Indian anthropologist

G. Prakash Reddy is an Indian anthropologist who specializes in studying villages, both in India and in Denmark.

== India ==
Reddy studied Indian villages and tribal communities, including the hunting and gathering and horticultural communities of the Andaman and Nicobar Islands.

== Denmark ==

Reddy's observations during his stay in the village of Hvilsager in East Jutland around 1990 have been the basis for several of his publications, in particular the book Sådan er danskerne! En indisk antropologs perspektiv på det danske samfund., published in 1991 by Grevas, which was translated in English as Danes are like that! Perspectives of an Indian Anthropologist on the Danish Society.

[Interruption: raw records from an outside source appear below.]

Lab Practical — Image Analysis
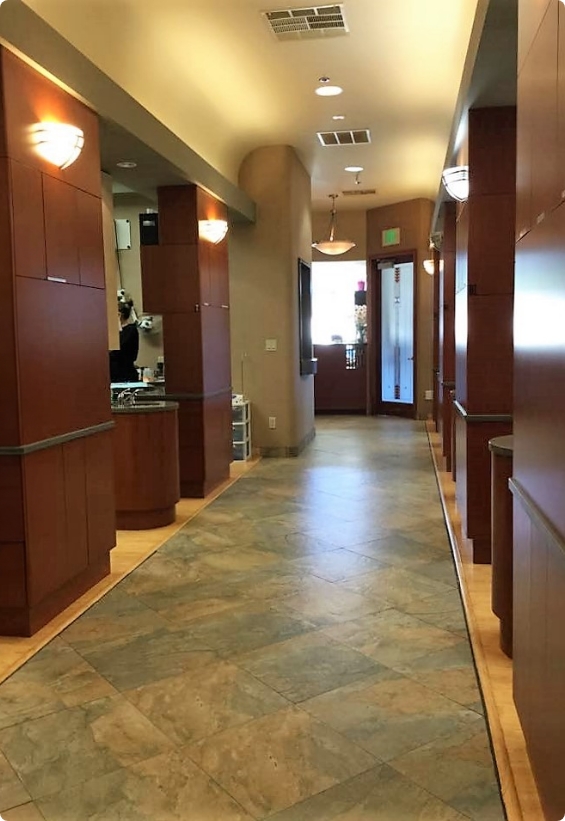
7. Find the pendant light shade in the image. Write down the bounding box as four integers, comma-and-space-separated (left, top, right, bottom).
442, 165, 469, 202
312, 194, 356, 256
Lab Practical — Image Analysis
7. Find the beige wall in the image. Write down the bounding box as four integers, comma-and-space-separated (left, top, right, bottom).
230, 145, 315, 455
367, 198, 435, 419
101, 173, 120, 350
113, 194, 164, 371
312, 207, 367, 263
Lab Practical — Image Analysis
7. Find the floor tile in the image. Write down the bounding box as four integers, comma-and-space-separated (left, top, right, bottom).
343, 565, 455, 608
398, 589, 469, 636
274, 576, 390, 626
0, 695, 174, 800
390, 723, 505, 820
234, 631, 383, 702
187, 706, 376, 818
324, 609, 465, 668
267, 763, 470, 821
2, 804, 45, 821
186, 601, 315, 657
0, 750, 30, 811
0, 640, 116, 730
37, 750, 254, 821
290, 549, 385, 583
60, 589, 171, 653
77, 626, 217, 690
393, 642, 483, 709
125, 659, 287, 744
301, 670, 482, 760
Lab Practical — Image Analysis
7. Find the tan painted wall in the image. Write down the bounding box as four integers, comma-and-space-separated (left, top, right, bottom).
312, 207, 367, 263
101, 173, 120, 350
230, 145, 315, 455
113, 194, 164, 371
367, 198, 435, 419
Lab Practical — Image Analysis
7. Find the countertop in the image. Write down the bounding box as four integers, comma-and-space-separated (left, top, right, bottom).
111, 401, 179, 415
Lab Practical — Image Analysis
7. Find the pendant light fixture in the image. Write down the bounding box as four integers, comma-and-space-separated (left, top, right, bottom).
312, 194, 356, 256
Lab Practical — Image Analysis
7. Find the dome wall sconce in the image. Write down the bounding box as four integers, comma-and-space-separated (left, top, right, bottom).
32, 122, 85, 169
198, 219, 228, 244
312, 194, 356, 256
423, 258, 435, 275
442, 165, 469, 202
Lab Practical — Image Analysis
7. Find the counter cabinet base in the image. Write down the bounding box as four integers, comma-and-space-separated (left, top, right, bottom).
0, 554, 110, 637
117, 505, 176, 530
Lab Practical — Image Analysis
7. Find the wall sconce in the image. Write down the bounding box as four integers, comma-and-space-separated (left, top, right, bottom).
33, 122, 84, 169
198, 219, 228, 244
423, 259, 434, 275
442, 165, 469, 202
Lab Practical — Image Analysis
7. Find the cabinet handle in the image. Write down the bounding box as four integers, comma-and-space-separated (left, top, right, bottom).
202, 302, 210, 307
221, 304, 229, 309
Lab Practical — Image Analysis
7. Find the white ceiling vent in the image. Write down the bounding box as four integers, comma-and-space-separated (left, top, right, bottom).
263, 5, 348, 41
342, 188, 377, 196
317, 129, 371, 146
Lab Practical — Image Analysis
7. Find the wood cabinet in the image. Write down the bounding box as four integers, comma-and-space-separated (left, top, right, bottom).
0, 430, 114, 635
10, 161, 46, 280
141, 184, 232, 497
112, 407, 179, 529
43, 175, 80, 285
76, 188, 105, 289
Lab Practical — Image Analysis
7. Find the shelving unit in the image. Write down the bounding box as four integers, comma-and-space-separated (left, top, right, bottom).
232, 400, 251, 461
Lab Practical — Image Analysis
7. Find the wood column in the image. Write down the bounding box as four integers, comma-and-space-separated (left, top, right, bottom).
438, 203, 456, 470
454, 107, 516, 563
141, 184, 232, 497
512, 2, 565, 817
0, 48, 115, 636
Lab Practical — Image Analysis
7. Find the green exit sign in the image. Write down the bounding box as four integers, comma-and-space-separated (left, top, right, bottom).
382, 227, 400, 247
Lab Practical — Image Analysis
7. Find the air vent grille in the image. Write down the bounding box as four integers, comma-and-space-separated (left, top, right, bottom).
342, 188, 377, 196
263, 5, 348, 41
317, 129, 371, 146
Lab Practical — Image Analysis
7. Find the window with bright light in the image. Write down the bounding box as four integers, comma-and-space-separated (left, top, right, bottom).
311, 260, 367, 345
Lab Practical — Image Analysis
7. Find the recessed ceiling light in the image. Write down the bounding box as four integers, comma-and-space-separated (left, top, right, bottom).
333, 115, 345, 121
316, 76, 343, 97
116, 160, 137, 169
316, 86, 343, 97
345, 166, 364, 173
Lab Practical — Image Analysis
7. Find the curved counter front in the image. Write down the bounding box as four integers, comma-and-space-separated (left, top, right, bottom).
111, 402, 180, 529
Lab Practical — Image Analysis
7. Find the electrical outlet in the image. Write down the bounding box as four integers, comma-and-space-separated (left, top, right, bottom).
265, 339, 278, 352
268, 416, 276, 429
425, 389, 433, 401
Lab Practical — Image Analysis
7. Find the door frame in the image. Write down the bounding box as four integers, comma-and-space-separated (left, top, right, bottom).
367, 250, 418, 418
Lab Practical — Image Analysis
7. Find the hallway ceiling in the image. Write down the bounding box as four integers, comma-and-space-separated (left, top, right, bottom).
22, 0, 481, 211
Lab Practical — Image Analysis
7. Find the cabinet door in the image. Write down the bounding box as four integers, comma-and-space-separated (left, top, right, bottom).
76, 189, 105, 288
24, 446, 70, 605
529, 4, 559, 224
516, 56, 533, 241
43, 175, 79, 284
11, 160, 46, 280
201, 305, 231, 394
85, 430, 116, 560
210, 241, 229, 307
63, 439, 89, 572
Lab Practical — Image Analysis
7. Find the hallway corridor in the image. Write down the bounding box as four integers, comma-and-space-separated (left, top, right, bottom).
0, 417, 504, 821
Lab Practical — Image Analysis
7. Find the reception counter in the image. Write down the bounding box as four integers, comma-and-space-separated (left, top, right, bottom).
111, 402, 180, 529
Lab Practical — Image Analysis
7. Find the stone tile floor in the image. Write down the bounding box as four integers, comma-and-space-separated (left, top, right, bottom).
0, 417, 505, 820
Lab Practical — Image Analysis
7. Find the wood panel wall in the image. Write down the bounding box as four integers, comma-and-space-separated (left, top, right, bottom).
0, 48, 114, 636
454, 107, 515, 564
141, 184, 232, 497
513, 4, 565, 812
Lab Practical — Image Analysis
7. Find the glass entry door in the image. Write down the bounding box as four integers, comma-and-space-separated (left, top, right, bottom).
381, 261, 414, 404
371, 257, 415, 416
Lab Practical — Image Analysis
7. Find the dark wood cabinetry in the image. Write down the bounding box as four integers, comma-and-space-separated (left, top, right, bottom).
0, 47, 114, 636
141, 184, 232, 497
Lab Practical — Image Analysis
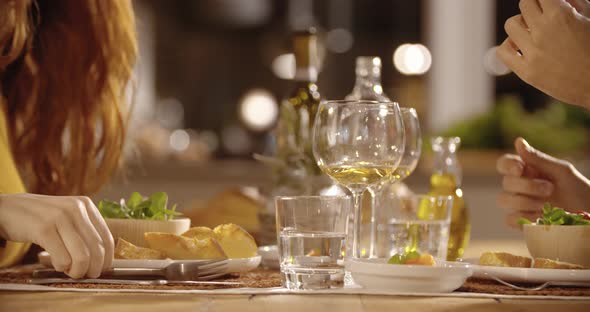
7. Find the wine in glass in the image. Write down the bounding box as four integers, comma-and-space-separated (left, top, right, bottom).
312, 100, 405, 258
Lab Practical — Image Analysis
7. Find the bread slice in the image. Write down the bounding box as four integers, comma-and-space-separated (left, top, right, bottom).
144, 232, 227, 260
213, 223, 258, 258
533, 258, 585, 269
479, 252, 532, 268
182, 226, 215, 240
114, 238, 166, 260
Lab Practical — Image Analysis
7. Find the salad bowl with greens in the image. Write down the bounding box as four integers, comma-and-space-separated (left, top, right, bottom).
518, 203, 590, 226
522, 203, 590, 268
98, 191, 181, 221
99, 192, 190, 247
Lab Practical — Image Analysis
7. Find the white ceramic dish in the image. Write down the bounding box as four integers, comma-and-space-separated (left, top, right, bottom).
345, 258, 472, 293
464, 258, 590, 284
523, 224, 590, 268
258, 245, 279, 269
38, 252, 261, 274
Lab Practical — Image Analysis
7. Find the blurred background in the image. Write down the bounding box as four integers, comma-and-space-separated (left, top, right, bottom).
97, 0, 590, 241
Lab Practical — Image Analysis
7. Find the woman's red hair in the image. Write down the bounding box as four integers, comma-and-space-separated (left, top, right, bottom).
0, 0, 137, 195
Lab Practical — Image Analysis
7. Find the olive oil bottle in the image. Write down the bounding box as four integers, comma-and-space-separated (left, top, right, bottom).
420, 137, 470, 261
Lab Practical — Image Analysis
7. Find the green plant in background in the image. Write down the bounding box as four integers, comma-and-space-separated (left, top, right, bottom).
98, 191, 181, 220
438, 96, 589, 153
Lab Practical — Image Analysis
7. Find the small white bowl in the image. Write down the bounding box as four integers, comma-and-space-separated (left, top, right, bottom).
105, 218, 191, 247
345, 258, 472, 293
523, 224, 590, 267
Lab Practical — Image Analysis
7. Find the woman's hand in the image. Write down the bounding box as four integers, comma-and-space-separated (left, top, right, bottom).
497, 0, 590, 109
0, 194, 114, 278
496, 138, 590, 228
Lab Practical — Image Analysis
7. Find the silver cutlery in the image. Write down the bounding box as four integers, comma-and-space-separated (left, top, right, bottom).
33, 259, 229, 281
487, 274, 590, 291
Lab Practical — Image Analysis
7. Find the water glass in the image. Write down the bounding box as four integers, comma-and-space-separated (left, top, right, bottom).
376, 194, 453, 260
275, 196, 350, 290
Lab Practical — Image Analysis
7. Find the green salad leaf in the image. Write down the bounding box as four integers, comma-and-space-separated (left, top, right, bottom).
518, 203, 590, 226
387, 251, 421, 265
98, 192, 181, 221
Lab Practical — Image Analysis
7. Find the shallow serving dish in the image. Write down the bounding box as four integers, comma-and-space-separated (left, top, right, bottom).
523, 224, 590, 268
345, 258, 472, 293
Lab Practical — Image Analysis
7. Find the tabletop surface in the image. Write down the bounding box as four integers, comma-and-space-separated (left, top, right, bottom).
2, 240, 590, 312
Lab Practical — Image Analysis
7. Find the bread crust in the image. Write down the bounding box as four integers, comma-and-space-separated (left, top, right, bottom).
182, 226, 215, 240
533, 258, 585, 269
114, 238, 166, 260
479, 252, 532, 268
213, 223, 258, 258
144, 232, 227, 260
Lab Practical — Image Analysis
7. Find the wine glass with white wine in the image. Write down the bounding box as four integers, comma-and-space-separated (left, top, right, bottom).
312, 100, 405, 258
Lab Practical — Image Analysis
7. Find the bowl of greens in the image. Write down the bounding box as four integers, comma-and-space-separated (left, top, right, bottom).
520, 203, 590, 267
98, 191, 190, 247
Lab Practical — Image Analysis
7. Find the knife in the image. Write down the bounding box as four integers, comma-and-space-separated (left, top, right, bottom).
28, 278, 242, 286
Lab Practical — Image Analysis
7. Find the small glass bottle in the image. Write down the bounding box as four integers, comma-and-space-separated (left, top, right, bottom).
345, 56, 390, 102
420, 137, 470, 261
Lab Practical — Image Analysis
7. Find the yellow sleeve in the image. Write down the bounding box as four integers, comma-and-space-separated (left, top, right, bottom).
0, 106, 31, 268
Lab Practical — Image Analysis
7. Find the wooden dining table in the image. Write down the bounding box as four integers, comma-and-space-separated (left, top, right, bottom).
1, 240, 589, 312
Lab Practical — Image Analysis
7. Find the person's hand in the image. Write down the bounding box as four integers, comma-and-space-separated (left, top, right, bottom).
497, 0, 590, 109
496, 138, 590, 228
0, 194, 114, 278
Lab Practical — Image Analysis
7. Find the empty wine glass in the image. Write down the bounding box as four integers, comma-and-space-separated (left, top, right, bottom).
373, 107, 422, 192
368, 107, 422, 258
312, 100, 405, 258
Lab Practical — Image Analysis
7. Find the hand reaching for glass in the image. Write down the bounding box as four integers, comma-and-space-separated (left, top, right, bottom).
0, 194, 114, 278
496, 138, 590, 228
497, 0, 590, 109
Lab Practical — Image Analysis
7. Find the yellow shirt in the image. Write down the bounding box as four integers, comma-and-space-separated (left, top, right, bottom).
0, 105, 31, 267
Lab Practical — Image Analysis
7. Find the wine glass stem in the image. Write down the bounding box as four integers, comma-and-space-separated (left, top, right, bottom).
351, 191, 363, 259
368, 185, 382, 259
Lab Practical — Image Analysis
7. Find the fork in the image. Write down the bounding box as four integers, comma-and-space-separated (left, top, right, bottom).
33, 259, 229, 281
486, 274, 590, 291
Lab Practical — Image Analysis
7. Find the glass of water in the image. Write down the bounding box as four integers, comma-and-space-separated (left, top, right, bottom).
377, 194, 453, 260
275, 196, 350, 290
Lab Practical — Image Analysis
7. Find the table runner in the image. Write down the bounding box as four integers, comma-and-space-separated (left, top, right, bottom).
2, 264, 589, 300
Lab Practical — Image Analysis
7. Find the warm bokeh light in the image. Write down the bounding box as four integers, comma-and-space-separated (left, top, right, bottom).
157, 98, 185, 129
239, 89, 279, 131
393, 43, 432, 75
199, 130, 220, 153
326, 28, 354, 54
271, 53, 296, 80
169, 129, 190, 151
221, 125, 252, 155
483, 46, 511, 76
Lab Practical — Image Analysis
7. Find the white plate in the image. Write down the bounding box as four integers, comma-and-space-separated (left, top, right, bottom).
39, 252, 261, 274
257, 245, 279, 269
345, 258, 472, 293
464, 258, 590, 284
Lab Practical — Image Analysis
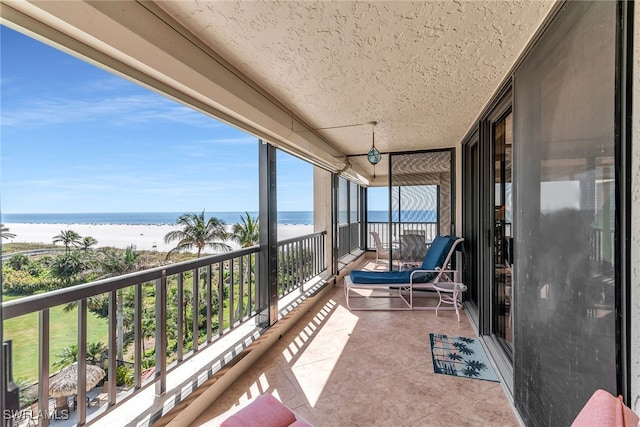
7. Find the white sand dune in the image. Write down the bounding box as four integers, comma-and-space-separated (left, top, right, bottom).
4, 223, 315, 254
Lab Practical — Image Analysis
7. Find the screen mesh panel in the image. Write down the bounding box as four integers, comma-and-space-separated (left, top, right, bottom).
389, 151, 453, 262
513, 2, 616, 425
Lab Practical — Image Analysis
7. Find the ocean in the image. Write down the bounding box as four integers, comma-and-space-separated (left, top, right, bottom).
2, 212, 312, 226
1, 210, 435, 226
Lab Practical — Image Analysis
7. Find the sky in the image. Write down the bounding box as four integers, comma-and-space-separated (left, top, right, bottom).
0, 25, 313, 214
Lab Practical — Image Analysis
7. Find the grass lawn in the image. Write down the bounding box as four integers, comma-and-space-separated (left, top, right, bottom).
3, 294, 108, 382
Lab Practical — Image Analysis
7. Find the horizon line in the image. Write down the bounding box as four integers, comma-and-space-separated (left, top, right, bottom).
1, 210, 316, 214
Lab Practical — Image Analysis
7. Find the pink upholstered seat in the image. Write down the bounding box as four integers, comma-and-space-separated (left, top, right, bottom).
571, 389, 639, 427
221, 393, 311, 427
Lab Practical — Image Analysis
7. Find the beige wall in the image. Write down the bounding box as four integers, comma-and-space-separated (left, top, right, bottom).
313, 167, 334, 273
631, 4, 640, 413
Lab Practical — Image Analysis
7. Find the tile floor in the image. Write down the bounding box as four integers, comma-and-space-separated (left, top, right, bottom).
191, 260, 520, 427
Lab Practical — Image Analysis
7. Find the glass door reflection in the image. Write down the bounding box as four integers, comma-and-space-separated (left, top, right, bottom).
493, 112, 513, 351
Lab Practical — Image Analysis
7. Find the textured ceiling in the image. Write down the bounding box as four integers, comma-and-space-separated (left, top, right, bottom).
1, 0, 555, 183
157, 1, 553, 178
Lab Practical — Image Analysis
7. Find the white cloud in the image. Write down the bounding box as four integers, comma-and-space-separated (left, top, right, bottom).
1, 94, 219, 128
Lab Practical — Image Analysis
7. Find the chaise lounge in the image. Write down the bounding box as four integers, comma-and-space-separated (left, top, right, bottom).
344, 235, 464, 311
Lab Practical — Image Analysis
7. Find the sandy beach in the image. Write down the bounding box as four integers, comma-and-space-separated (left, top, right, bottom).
3, 223, 316, 253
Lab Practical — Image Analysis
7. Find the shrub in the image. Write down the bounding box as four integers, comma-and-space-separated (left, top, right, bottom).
2, 269, 51, 295
26, 260, 45, 277
142, 349, 156, 370
115, 365, 134, 388
8, 254, 29, 271
15, 377, 36, 407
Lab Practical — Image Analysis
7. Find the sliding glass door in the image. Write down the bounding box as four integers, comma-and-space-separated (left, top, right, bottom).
492, 110, 513, 351
462, 133, 480, 315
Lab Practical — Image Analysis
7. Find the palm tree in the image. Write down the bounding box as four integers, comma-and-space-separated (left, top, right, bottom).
99, 245, 142, 361
230, 212, 259, 248
79, 236, 98, 251
164, 210, 231, 258
54, 342, 107, 369
1, 224, 16, 240
52, 229, 82, 252
54, 345, 78, 369
50, 251, 88, 285
229, 212, 259, 320
62, 295, 107, 314
87, 342, 108, 366
100, 246, 141, 276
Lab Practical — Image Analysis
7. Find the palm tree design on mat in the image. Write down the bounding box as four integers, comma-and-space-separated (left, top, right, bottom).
431, 334, 497, 382
447, 352, 463, 362
452, 341, 475, 356
462, 366, 482, 378
465, 360, 487, 372
438, 363, 458, 376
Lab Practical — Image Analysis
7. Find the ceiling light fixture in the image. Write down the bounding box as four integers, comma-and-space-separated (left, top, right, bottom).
367, 121, 380, 165
367, 121, 381, 178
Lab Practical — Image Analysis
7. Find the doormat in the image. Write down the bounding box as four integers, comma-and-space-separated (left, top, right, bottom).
429, 333, 499, 382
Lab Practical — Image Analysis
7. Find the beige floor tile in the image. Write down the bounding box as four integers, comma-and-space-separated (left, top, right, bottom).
293, 386, 406, 427
190, 284, 517, 427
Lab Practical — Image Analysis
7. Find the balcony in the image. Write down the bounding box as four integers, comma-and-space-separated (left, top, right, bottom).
155, 257, 517, 426
1, 1, 633, 425
2, 232, 328, 427
2, 232, 518, 426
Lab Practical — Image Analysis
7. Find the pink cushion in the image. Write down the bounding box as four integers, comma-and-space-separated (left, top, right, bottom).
221, 393, 297, 427
289, 420, 313, 427
572, 389, 639, 427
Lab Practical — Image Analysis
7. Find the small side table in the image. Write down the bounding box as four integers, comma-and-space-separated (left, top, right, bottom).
400, 261, 421, 271
433, 282, 468, 322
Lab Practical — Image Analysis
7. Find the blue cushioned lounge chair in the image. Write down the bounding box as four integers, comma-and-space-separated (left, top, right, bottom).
344, 235, 464, 310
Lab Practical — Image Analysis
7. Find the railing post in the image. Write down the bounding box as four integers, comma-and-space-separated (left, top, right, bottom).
229, 260, 235, 326
2, 341, 18, 427
298, 240, 303, 287
191, 268, 199, 353
177, 273, 184, 361
155, 272, 167, 396
78, 298, 87, 425
107, 291, 117, 407
218, 262, 224, 336
238, 258, 244, 322
38, 310, 49, 427
134, 284, 142, 389
251, 253, 256, 313
206, 265, 212, 343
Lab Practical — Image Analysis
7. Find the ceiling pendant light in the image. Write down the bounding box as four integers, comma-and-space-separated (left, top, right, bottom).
367, 121, 380, 179
367, 121, 381, 165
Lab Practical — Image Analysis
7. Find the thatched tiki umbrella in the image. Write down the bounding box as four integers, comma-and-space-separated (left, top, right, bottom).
49, 362, 106, 398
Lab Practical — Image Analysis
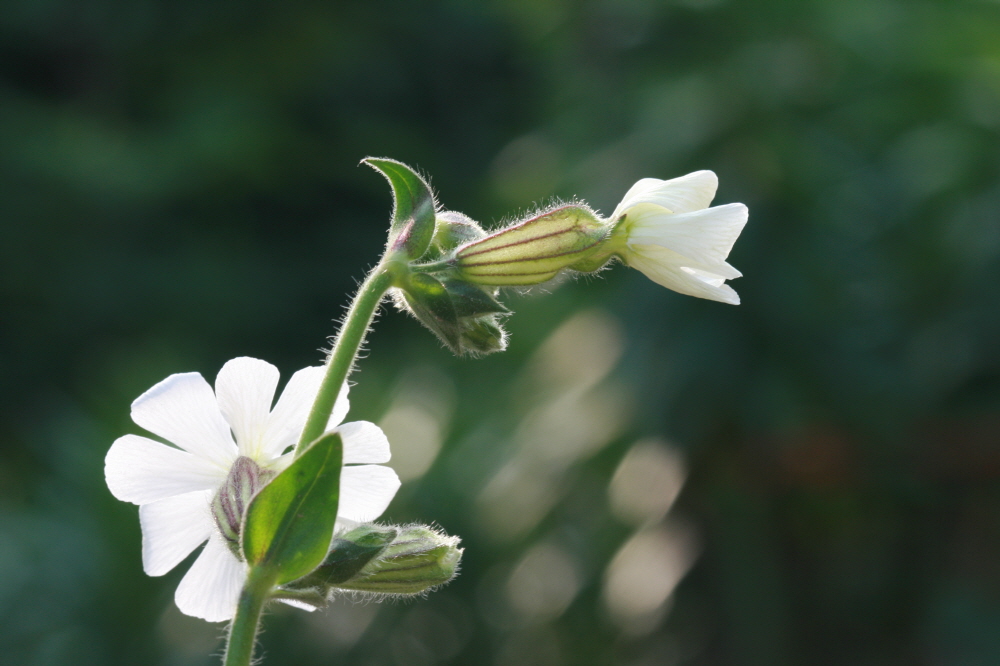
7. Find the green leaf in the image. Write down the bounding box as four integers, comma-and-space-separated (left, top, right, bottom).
242, 432, 343, 585
402, 272, 461, 352
363, 157, 436, 260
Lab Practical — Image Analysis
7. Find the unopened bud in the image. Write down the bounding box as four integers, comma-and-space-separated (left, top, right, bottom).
337, 524, 463, 595
211, 456, 272, 557
455, 205, 609, 286
433, 211, 487, 253
290, 523, 463, 597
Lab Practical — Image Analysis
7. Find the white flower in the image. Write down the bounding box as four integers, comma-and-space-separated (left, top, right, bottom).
610, 170, 748, 305
104, 357, 401, 622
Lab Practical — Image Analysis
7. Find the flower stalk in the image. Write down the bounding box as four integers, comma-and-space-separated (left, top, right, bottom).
222, 259, 404, 663
296, 261, 400, 454
223, 566, 279, 666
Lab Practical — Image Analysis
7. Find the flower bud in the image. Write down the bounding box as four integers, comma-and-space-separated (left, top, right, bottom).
455, 204, 610, 286
211, 456, 272, 557
432, 211, 488, 254
288, 523, 463, 598
335, 524, 463, 595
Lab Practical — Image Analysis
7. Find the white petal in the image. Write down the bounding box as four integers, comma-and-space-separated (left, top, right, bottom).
174, 534, 246, 622
334, 516, 361, 536
262, 366, 350, 458
339, 421, 391, 464
629, 246, 741, 304
105, 434, 228, 505
215, 357, 280, 459
131, 372, 237, 467
627, 203, 747, 270
278, 598, 318, 612
612, 171, 718, 219
338, 465, 401, 523
139, 490, 214, 576
327, 379, 351, 430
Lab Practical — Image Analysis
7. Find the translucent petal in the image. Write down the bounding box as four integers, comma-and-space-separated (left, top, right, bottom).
629, 246, 741, 305
262, 366, 351, 458
174, 534, 246, 622
338, 465, 401, 523
131, 372, 237, 467
327, 380, 351, 430
627, 203, 747, 270
105, 434, 227, 505
139, 490, 214, 576
334, 516, 361, 536
612, 171, 718, 219
215, 357, 280, 460
339, 421, 392, 465
278, 598, 318, 612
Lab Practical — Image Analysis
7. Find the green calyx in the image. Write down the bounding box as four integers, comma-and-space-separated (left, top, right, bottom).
212, 457, 272, 558
454, 204, 611, 286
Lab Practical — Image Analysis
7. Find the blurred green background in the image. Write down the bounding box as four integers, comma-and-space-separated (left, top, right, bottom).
2, 0, 1000, 664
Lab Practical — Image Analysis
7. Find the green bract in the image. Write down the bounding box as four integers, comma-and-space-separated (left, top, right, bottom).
364, 157, 437, 261
242, 431, 343, 585
395, 271, 509, 356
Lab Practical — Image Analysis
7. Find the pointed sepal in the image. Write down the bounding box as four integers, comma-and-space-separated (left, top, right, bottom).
442, 279, 509, 318
400, 272, 462, 352
363, 157, 437, 260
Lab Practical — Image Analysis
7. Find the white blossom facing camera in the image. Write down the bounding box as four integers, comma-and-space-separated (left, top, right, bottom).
104, 357, 401, 622
608, 171, 748, 304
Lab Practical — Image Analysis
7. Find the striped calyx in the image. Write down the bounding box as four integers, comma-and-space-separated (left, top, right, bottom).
211, 456, 272, 557
454, 205, 610, 286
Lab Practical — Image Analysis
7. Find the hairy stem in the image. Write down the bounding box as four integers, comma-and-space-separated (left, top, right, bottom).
296, 264, 397, 454
223, 567, 278, 666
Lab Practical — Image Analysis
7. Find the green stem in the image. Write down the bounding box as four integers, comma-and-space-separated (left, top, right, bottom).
296, 263, 398, 454
223, 567, 278, 666
224, 259, 402, 664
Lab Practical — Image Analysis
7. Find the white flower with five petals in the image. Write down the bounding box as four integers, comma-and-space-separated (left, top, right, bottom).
104, 357, 401, 622
609, 170, 748, 304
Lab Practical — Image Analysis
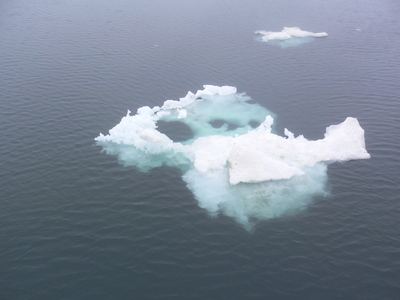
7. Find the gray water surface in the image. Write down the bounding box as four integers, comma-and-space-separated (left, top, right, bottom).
1, 0, 400, 298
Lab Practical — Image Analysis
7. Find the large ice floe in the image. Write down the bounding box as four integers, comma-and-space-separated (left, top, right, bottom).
255, 27, 328, 48
96, 85, 370, 229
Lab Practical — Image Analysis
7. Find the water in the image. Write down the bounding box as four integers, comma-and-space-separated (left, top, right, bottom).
1, 0, 399, 298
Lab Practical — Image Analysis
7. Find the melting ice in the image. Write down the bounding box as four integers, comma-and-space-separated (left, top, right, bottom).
255, 27, 328, 48
96, 85, 369, 229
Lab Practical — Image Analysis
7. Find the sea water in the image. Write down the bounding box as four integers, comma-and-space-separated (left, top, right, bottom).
1, 0, 399, 298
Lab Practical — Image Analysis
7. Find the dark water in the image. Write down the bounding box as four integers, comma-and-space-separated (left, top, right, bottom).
1, 0, 400, 298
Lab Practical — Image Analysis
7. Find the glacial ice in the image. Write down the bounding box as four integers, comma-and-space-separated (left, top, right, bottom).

His field work was the subject of the documentary film Brev til Indien (Letter to India).
This work was published academically as Research processen in cross-cultural context : an indian anthropologist looks at a Danish village community in 1990.
In 1997, he published "Har du været på højskole?" : en indisk antropolog ser på et mini-Danmark ("Have you been to high school? ": An Indian anthropologist looks at a mini-Denmark) with Poul Pedersen,
and in 1998 Danske dilemmaer, translated in English as Danish dilemmas : perspectives of an Indian anthropologist on values in Danish society.
He also contributed to Foreningslivet i Danmark : nye vilkår i en zappertid og Danskere : 17 tanker om danskere og danskheden.
His work was covered by the mainstream press at the time as well as by the specialised press, and has entered Danish culture.